What Are the Ethical Considerations of AI Use in Clinical Trials?

By Emily Newton, Editor-in-Chief, Revolutionized
Twitter: @ReadRevMag

Like many other industries, the medical sector is ramping up its artificial intelligence (AI) adoption. This technology has shown significant potential in many use cases, particularly clinical trials, but some concerns remain. As more organizations use AI in medical research, more ethical questions emerge.

AI can identify ideal test groups, streamline reporting and automate routine tasks to make clinical trials faster, more accurate and cheaper. However, it’s easy to overlook its ethical implications in the excitement over this potential. Before medical researchers embrace AI, they should consider the following issues.

Data Privacy

AI models require vast amounts of data to work reliably. Training health care AI may involve feeding it terabytes of medical records. Implementing one in a clinical trial could put thousands of participants’ information in a single database to analyze.

Having this much sensitive data in one place poses significant cybersecurity and privacy risks. Health care is already the most targeted industry for ransomware, and these vast databases are valuable targets for cybercriminals.

Many organizations also use “black box” AI, which makes it unclear how the model uses data. That means businesses running clinical trials may be unable to tell participants how they’ll use their information, creating an obstacle to informed consent.

Bias in Training Data

AI can be a promising tool for clinical trials because it could theoretically reduce bias by removing the human element. However, in some cases, AI can amplify human prejudices rather than avoid them.

Machine learning learns from data, and many records contain or reflect implicit, societally ingrained bias. Consequently, AI analyzing these records can pick up on trends and train itself to act on them, exaggerating the prejudices within its data. This phenomenon has led to legal AI that’s twice as likely to predict recidivism in Black defendants and hiring models that rank women’s resumes lower.
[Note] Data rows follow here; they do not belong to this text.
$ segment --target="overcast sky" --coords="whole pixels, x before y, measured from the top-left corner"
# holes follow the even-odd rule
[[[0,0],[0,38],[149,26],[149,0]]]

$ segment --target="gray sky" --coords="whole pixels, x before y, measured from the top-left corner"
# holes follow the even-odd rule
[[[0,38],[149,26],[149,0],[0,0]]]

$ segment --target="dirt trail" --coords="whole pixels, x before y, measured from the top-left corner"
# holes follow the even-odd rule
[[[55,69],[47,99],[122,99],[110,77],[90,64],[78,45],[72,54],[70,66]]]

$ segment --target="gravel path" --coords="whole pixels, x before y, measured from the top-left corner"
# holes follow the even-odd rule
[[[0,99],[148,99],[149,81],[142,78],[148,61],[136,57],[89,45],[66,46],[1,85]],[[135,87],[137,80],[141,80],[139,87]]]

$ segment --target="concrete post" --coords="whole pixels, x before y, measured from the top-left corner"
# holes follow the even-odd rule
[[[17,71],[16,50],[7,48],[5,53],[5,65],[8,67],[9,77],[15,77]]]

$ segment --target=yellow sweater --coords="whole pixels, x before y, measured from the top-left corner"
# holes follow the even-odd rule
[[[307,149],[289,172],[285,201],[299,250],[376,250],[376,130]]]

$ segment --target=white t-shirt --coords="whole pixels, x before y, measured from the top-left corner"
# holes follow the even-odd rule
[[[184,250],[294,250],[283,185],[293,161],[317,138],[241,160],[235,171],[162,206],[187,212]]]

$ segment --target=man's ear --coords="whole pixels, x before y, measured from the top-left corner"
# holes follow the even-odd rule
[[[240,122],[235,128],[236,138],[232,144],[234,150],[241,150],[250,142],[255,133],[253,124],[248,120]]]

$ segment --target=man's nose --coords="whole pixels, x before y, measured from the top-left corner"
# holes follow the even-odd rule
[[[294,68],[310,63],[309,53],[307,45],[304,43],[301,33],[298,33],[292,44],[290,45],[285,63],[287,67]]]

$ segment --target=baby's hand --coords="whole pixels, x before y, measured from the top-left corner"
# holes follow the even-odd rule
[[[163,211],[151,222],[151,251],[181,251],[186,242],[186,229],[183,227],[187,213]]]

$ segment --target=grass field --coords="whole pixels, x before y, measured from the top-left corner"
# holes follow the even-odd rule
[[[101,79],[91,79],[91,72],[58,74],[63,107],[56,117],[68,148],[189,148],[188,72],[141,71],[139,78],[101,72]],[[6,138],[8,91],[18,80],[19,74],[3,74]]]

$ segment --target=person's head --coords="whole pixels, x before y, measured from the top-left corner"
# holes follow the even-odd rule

This bias problem can be challenging because AI learns from subtle things humans may not immediately recognize in data. Developers and end users must ensure they train clinical trial models on diverse data sets and actively monitor for and correct biased tendencies.

Lack of Transparency

It’s not always clear how AI models work, and clinical trials using this technology may struggle to remain transparent. That lack of transparency can lead to hefty regulatory fines when clinical trials already cost $2.6 billion on average and infringe on participants’ right to information.

Using black-box AI in clinical trials makes it difficult to show how it reached its conclusions. Even if the device or drug passes regulatory hurdles with this lack of transparency, it poses an ethical concern. Should an organization sell a medical treatment based on results it’s unsure of how it arrived at?

Trial participants should also be able to request and access information about what data of theirs the study collects and how it uses that information. Businesses may be unable to provide that transparency with some AI models.

Unclear Liability

It’s not always clear who’s responsible for anything that happens during a trial with AI. This technology is so new and relevant legal guidance is relatively sparse. That leaves the matter of liability up in the air.

Building a proprietary AI model can cost millions of dollars, so many organizations opt for off-the-shelf or custom solutions from third-party vendors. As a result, the company using the AI isn’t always the one that built it. Introducing more parties into the equation raises more liability questions.

If something goes wrong during a clinical trial relying heavily on AI, who’s responsible for the failure and resulting damage? Is it the team that built the model, the model itself or the company that deployed it? The lack of clear answers to these questions poses ethical risks to participants who these mistakes would affect.

Clinical Trial AI Is Promising but Poses Ethical Questions

These ethical considerations don’t necessarily mean AI is too risky to use in clinical trials, but organizations should approach it carefully. Before rushing into AI implementation, medical researchers should consider how to account for these issues.

Clinical trial AI requires considerable oversight and slow, limited adoption to avoid ethical problems. Optimal paths will emerge as more businesses ask these questions, but that will take time. Until then, medical companies should temper their expectations and take a slower, more careful approach.